It’s been a while since I’ve played a gig, especially one where I was tasked with providing background music.
It was a fun and pleasant experience, though, one where there was virtually no pressure. If there was any pressure, it was self-inflicted. I have a history of over-preparing and expecting great things of myself any time I’m called upon.
Fortunately, I am able to relax more nowadays, thanks to the considerable experience I have under my belt.
I remember watching a Christmas concert on TV with my family one year. For the life of me, I can’t remember who was performing. It may have been Celine Dion.
And I remember commenting out loud, “she’s singing like her career depended on it.”
In the moment, I don’t think I realized how true that was. In a time when TV was still the main channel through which information was relayed, and entertainment was programmed, performing at Christmastime would mean having all eyeballs on you. You’ve got to sing like your career depends on it.
And that’s the way I’ve approached most gigs. I know there won’t be any A&R reps there. I know there may not even be anyone to impress. I’m competing with the toughest competitor of all – myself.
I was recently re-reading my New Year content from last year, and I thought to myself, “this is probably the best I have ever written.”
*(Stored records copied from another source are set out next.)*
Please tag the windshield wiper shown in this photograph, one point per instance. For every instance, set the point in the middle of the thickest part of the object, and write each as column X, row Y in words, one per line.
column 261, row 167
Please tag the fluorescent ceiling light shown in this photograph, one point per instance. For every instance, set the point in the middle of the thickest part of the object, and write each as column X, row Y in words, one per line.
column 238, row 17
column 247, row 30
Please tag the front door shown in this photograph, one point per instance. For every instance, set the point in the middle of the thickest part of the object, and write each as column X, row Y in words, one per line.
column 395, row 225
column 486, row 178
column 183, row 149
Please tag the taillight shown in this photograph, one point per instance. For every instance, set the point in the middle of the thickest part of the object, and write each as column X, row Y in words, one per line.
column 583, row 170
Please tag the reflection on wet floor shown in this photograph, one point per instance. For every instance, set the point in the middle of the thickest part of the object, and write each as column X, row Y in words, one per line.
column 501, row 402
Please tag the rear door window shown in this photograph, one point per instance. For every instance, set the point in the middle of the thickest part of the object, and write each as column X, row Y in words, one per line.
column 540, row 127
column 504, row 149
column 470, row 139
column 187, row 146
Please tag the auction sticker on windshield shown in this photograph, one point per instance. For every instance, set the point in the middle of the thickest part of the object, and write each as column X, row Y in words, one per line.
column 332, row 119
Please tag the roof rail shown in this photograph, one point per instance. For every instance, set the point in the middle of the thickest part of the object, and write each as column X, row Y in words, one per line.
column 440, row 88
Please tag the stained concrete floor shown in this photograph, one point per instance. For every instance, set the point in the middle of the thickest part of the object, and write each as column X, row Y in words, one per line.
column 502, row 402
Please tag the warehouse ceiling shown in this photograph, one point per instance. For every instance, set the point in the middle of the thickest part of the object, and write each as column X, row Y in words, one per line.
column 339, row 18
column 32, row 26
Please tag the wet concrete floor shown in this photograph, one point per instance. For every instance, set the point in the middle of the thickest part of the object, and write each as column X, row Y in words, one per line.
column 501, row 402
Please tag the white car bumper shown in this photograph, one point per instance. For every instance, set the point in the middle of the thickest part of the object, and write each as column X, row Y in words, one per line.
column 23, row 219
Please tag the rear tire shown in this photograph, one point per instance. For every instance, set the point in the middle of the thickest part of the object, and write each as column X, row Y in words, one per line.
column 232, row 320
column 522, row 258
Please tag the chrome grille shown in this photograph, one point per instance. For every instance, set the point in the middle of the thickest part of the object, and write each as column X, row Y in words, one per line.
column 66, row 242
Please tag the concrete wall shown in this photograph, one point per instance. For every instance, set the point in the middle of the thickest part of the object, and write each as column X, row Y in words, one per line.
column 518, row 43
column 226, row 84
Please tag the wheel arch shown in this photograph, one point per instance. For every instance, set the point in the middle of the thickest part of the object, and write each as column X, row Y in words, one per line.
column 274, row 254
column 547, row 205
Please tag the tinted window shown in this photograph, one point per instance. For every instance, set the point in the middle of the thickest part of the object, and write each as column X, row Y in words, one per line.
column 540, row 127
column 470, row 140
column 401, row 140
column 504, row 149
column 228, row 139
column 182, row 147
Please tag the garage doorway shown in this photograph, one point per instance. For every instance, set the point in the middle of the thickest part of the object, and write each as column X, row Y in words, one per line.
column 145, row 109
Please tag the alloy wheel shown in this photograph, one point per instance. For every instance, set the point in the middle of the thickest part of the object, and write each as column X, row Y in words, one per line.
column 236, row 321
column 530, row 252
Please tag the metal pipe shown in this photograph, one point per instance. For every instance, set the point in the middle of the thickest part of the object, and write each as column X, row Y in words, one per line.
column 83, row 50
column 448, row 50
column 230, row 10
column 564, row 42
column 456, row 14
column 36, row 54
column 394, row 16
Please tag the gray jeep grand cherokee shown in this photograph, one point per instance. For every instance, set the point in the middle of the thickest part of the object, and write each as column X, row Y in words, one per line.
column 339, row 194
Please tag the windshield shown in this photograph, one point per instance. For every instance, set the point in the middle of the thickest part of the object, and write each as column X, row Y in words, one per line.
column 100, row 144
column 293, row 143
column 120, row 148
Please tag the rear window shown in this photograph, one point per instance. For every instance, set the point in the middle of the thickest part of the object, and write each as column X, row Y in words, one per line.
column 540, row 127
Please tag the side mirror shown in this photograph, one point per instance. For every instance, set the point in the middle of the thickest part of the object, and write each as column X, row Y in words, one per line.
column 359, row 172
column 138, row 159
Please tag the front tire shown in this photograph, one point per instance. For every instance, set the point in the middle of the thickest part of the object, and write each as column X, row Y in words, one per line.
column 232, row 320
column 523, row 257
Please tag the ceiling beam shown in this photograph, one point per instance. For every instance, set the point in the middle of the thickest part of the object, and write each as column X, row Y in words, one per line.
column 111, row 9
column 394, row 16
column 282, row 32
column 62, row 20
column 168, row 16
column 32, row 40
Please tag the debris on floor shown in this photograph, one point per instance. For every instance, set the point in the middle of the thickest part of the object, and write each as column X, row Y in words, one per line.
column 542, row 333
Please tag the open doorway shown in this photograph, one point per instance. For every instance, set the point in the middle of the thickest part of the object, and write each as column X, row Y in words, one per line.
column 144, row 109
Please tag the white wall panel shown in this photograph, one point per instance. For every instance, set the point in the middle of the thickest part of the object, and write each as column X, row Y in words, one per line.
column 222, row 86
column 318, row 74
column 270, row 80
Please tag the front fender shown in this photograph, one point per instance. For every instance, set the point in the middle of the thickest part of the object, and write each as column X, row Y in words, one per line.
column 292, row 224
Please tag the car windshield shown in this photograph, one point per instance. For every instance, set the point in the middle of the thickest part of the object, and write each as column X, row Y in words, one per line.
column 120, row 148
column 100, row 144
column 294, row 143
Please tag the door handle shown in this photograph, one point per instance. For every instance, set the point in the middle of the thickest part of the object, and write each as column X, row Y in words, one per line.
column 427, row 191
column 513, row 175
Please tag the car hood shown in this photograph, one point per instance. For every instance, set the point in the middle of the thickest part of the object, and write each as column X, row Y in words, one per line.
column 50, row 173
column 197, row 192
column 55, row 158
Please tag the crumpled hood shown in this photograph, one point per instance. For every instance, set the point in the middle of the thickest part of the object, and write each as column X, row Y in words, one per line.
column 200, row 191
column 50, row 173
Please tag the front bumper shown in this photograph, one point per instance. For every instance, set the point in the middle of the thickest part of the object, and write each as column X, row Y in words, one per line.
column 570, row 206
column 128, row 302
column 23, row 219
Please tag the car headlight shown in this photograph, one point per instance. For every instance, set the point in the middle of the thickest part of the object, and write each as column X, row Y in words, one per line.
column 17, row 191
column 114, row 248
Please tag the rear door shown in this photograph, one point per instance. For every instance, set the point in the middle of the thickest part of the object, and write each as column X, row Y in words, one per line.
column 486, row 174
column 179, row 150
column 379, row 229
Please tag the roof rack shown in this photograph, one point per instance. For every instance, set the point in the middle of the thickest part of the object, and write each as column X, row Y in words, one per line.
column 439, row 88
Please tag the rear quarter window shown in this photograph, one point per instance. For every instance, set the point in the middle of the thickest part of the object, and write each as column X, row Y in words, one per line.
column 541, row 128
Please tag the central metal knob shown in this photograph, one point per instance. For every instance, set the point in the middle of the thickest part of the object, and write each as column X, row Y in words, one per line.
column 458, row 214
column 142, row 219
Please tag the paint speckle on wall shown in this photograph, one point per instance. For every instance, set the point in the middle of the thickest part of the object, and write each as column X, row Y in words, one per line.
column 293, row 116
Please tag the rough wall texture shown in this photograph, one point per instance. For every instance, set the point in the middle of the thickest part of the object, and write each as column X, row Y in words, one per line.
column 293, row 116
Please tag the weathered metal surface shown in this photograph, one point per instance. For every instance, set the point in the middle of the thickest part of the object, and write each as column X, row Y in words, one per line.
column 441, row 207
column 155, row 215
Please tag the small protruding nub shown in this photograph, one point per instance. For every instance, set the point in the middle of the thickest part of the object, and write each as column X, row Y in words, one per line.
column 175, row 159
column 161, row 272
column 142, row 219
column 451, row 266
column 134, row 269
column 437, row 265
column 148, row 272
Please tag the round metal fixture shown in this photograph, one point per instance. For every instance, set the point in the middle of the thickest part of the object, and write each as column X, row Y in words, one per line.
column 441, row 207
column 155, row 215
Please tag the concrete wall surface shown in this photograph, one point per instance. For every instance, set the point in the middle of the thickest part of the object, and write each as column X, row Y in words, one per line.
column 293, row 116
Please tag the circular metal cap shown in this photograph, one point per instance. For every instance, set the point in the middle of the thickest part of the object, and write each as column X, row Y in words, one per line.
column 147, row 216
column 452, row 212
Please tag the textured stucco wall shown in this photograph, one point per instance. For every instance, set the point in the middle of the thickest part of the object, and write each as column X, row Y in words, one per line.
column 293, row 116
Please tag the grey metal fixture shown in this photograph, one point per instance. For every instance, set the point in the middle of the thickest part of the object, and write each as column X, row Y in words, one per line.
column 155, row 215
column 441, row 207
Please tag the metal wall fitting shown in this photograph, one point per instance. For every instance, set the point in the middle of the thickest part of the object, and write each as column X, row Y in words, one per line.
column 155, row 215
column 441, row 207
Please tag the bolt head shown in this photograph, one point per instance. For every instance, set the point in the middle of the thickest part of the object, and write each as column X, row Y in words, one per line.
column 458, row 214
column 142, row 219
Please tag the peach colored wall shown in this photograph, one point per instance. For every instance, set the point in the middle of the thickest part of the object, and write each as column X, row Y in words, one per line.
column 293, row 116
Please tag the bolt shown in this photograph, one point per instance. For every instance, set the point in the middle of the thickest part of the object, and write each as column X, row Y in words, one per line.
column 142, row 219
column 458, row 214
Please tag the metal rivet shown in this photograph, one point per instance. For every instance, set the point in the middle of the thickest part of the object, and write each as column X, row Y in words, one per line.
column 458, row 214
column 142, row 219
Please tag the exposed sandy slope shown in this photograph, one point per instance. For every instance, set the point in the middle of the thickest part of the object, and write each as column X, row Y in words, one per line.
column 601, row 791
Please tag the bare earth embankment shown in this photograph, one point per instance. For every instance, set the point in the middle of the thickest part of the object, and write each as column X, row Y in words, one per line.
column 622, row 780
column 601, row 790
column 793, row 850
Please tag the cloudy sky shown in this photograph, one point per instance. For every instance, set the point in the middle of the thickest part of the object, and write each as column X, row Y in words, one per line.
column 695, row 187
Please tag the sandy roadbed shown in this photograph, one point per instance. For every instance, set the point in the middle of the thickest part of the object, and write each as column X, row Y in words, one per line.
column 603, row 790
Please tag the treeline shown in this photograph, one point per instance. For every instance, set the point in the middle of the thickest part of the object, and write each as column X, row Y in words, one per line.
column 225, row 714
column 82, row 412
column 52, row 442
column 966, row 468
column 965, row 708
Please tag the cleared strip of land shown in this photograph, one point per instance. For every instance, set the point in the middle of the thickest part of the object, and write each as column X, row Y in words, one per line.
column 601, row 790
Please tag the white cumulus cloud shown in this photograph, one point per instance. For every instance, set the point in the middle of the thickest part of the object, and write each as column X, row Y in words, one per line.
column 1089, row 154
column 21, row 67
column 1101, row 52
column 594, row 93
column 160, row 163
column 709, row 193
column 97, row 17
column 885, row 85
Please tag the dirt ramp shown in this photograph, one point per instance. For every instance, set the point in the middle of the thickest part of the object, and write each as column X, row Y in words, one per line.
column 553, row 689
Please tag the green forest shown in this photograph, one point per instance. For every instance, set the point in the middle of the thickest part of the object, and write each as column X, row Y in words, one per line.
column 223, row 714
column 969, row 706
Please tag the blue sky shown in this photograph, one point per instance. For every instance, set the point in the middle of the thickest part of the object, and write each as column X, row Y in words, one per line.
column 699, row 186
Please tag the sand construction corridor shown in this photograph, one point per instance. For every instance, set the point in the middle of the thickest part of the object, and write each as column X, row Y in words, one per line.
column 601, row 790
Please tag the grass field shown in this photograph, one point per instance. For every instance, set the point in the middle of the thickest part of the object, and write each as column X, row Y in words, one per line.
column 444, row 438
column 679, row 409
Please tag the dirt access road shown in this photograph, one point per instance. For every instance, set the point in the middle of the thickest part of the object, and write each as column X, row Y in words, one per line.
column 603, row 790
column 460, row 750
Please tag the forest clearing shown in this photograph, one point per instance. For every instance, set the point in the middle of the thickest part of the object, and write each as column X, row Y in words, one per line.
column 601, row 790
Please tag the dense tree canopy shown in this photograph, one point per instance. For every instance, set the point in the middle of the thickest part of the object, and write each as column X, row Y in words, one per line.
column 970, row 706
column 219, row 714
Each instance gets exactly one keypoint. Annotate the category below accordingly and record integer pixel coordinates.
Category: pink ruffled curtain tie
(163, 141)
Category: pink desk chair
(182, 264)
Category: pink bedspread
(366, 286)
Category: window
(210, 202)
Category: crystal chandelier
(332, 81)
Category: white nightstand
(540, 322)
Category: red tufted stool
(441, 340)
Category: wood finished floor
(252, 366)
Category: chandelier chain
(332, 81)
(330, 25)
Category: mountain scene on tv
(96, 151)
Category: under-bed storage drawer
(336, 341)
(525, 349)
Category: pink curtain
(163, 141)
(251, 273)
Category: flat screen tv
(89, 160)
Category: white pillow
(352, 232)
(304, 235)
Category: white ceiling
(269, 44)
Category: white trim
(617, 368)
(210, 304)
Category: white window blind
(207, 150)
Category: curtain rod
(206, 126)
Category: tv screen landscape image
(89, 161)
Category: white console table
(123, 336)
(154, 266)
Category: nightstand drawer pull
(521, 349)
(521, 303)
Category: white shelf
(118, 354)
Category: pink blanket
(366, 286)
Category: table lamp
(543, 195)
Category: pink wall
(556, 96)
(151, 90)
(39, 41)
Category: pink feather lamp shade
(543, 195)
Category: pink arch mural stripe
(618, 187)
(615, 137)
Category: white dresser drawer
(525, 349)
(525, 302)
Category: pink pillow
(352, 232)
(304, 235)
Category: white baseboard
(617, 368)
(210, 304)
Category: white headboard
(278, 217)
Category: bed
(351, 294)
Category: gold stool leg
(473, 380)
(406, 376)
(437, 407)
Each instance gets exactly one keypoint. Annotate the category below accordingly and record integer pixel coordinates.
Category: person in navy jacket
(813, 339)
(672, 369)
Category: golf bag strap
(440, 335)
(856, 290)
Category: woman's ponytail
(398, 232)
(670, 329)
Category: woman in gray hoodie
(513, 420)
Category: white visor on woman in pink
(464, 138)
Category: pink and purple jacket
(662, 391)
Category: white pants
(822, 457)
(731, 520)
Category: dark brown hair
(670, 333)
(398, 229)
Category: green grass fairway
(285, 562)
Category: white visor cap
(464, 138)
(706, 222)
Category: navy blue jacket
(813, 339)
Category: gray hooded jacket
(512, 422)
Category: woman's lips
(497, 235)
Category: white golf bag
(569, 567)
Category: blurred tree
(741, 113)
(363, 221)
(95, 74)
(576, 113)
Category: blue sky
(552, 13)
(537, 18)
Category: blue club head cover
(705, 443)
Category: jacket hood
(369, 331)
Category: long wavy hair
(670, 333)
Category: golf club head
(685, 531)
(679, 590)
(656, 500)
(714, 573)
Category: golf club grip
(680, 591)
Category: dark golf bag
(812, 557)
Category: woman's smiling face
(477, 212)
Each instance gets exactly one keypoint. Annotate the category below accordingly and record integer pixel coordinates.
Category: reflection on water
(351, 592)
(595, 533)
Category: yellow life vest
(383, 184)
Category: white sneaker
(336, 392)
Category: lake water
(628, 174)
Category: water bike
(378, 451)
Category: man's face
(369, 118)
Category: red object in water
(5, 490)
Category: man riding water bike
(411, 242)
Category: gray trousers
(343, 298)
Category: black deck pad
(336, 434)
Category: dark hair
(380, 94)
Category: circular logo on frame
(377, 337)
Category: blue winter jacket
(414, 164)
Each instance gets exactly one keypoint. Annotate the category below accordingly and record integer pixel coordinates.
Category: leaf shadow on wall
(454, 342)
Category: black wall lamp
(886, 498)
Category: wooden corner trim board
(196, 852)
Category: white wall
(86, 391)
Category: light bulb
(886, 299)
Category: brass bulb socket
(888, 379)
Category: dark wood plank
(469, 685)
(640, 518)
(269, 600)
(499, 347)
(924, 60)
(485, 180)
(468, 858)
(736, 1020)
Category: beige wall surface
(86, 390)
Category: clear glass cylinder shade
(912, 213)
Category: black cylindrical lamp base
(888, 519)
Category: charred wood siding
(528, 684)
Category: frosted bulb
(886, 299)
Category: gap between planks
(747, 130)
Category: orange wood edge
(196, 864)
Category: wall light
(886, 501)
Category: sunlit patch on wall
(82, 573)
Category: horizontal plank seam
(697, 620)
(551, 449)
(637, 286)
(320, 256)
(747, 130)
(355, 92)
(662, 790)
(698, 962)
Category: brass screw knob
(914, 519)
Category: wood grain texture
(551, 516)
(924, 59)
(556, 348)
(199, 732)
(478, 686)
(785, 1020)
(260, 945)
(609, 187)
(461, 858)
See, for example, 15 Holiday Reflections to Ring in 2022, or 5 Books I Read in 2021 That Made a Difference.
I’m up against something if I want to surpass that level of writing this year.
That’s how I think about live performance as well. I’ve done a lot of cool stuff in the past, so one upping myself is not going to be easy.
But I realized something tonight.
Playing for your friends or strumming the guitar around the campfire is one thing. Strangely it feels so ordinary. But playing your heart out at stage volume? Suddenly, you realize your playing holds up. Maybe you’re not Guthrie Govan or Tosin Abasi. But you know you’ve got something.